La scène se passe le 6 mai à Drogheda, près de l'embouchure de la Boyne, à une cinquantaine de kilomètres au nord de Dublin, Irlande. Le premier ministre sortant, Bertie Ahern, reçoit le pasteur protestant, Ian Paisley, premier ministre d'Irlande du Nord, également sortant. Les deux hommes inaugurent devant un millier d'invités le mémorial de la «bataille de la Boyne» qui a déclenché en 1690 l'hostilité séculaire entre les catholiques et les protestants sur le territoire irlandais. Ce lieu légendaire où l'armée protestante de Guillaume d'Orange a défait l'armée catholique de James II résonne de paroles de paix jamais entendues ni même jamais pensées.

Ahern: «Nous tous, si nous voulons construire un avenir en commun, devons comprendre l'histoire que nous avons partagée... Respectons-nous les uns et les autres, chacun avec son identité. Réconcilions-nous, devenons amis et vivons en paix...»

Paisley: «Le temps des tueries doit être fini pour toujours et aucune tolérance ne doit être accordée à quiconque défend leur retour. C'est un solide engagement pour la paix et une intolérance au meurtre qui doit nous guider désormais.»

Ahern est l'Irlandais qui a osé renoncer au rattachement de l'Irlande du Nord à la République. Paisley est le plus intraitable des militants de l'Ulster britannique qui a osé commencer une négociation - et la terminer.
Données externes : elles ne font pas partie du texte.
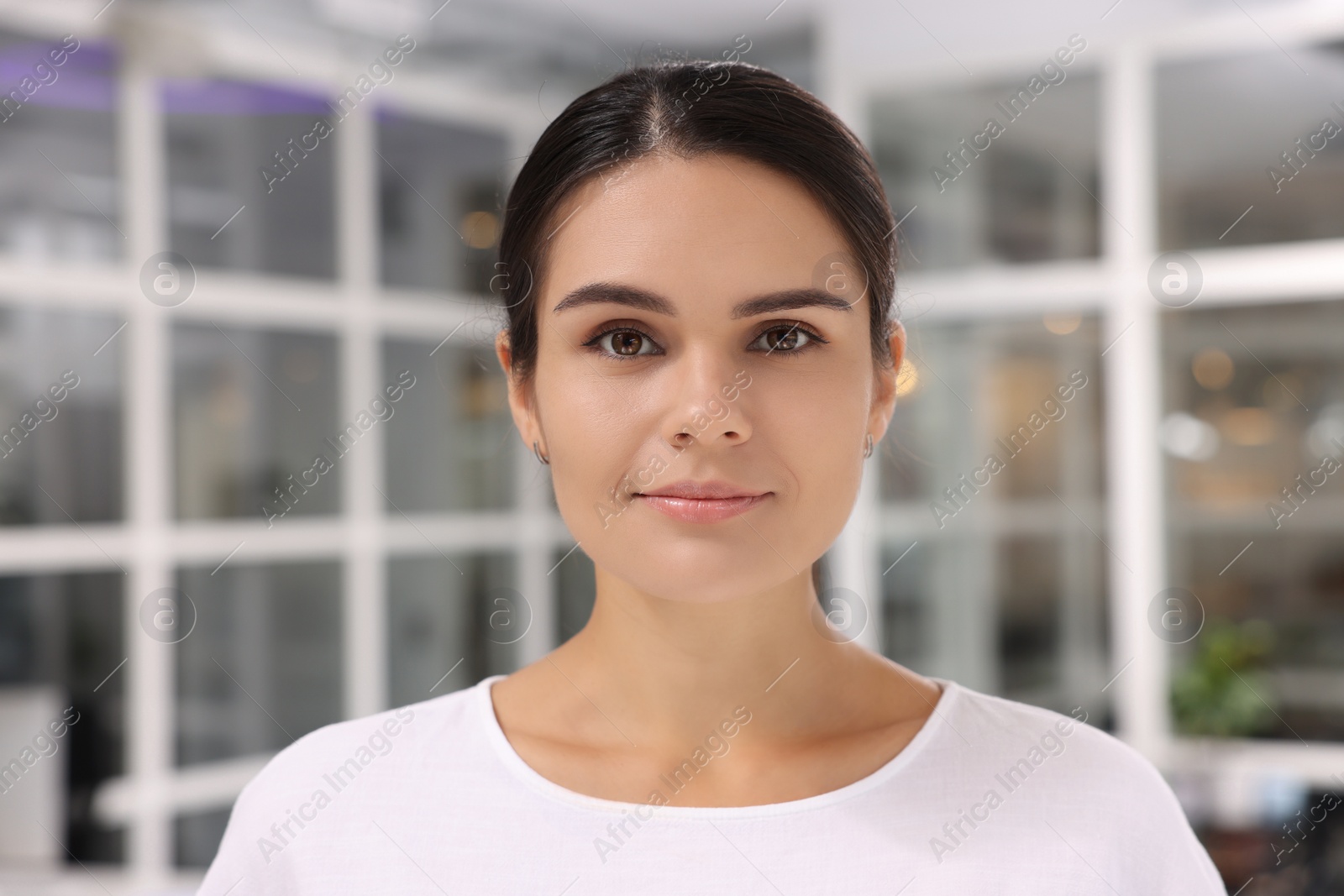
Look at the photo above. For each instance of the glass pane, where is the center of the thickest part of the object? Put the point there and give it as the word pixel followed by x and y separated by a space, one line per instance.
pixel 450 439
pixel 253 412
pixel 452 621
pixel 575 591
pixel 972 391
pixel 197 837
pixel 261 154
pixel 60 197
pixel 60 416
pixel 998 174
pixel 991 461
pixel 1254 437
pixel 262 665
pixel 60 653
pixel 440 194
pixel 1249 149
Après trente ans de guerre et 3600 morts, l'esprit de la paix est descendu, telle une épiphanie, sur le champ de la bataille de la Boyne.

Pourquoi maintenant et pas avant? Pourquoi là et pas ailleurs? A un moment donné, dans certaines conditions, l'épidémie de la haine et de la vengeance recule puis disparaît comme elle est venue. Qui sont les magiciens? Des bibliothèques entières ont été écrites sur le sujet, qui ne livrent cependant pas tout le mystère. Il faut se contenter d'observer.
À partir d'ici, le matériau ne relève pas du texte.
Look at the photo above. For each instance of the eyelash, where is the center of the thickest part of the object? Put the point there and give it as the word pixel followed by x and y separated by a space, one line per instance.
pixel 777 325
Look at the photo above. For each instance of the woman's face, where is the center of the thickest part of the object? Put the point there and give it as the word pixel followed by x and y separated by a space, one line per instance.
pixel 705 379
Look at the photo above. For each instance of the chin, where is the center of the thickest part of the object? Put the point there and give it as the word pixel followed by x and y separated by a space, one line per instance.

A Chypre, l'élection présidentielle de février est de nature à apaiser le conflit gréco-turc de 34 ans sur l'île, peut-être à le résoudre. L'éviction de l'intransigeant Tassos Papadopoulos, hostile à toute discussion avec l'occupant turc, et son remplacement par Dimitris Christofias, soucieux d'éloigner les risques d'une partition définitive de l'île, a complètement changé le climat. Alors que l'ancien président présentait une situation tout en conspirations, en menaces, dans un style inspiré par le soupçon, le nouveau évoque le besoin d'une «nouvelle culture politique» libérée de la peur. Il ne cherche pas une solution avec le seul leader de la partie turque, Mehmet Ali Talat, mais avec toute la communauté chypriote turque, dans un débat ouvert et public. Il ne suffit pas de «vouloir une solution», dit-il, encore faut-il «construire la culture d'une solution». Dans cet esprit, Christofias et Talas ont rouvert le 21 mars la rue Ledra qui divisait Nicosie.

Il y aura peut-être la paix à Chypre en 2008, mais pas en Palestine. Là règne encore la guerre. Les leaders réconciliateurs sont assassinés. Leurs successeurs, faibles, ne croient plus en la paix, ne la désirent même pas, évitent de prononcer le mot. Mais la paix peut aussi s'inviter par surprise, un jour où personne ne l'attend.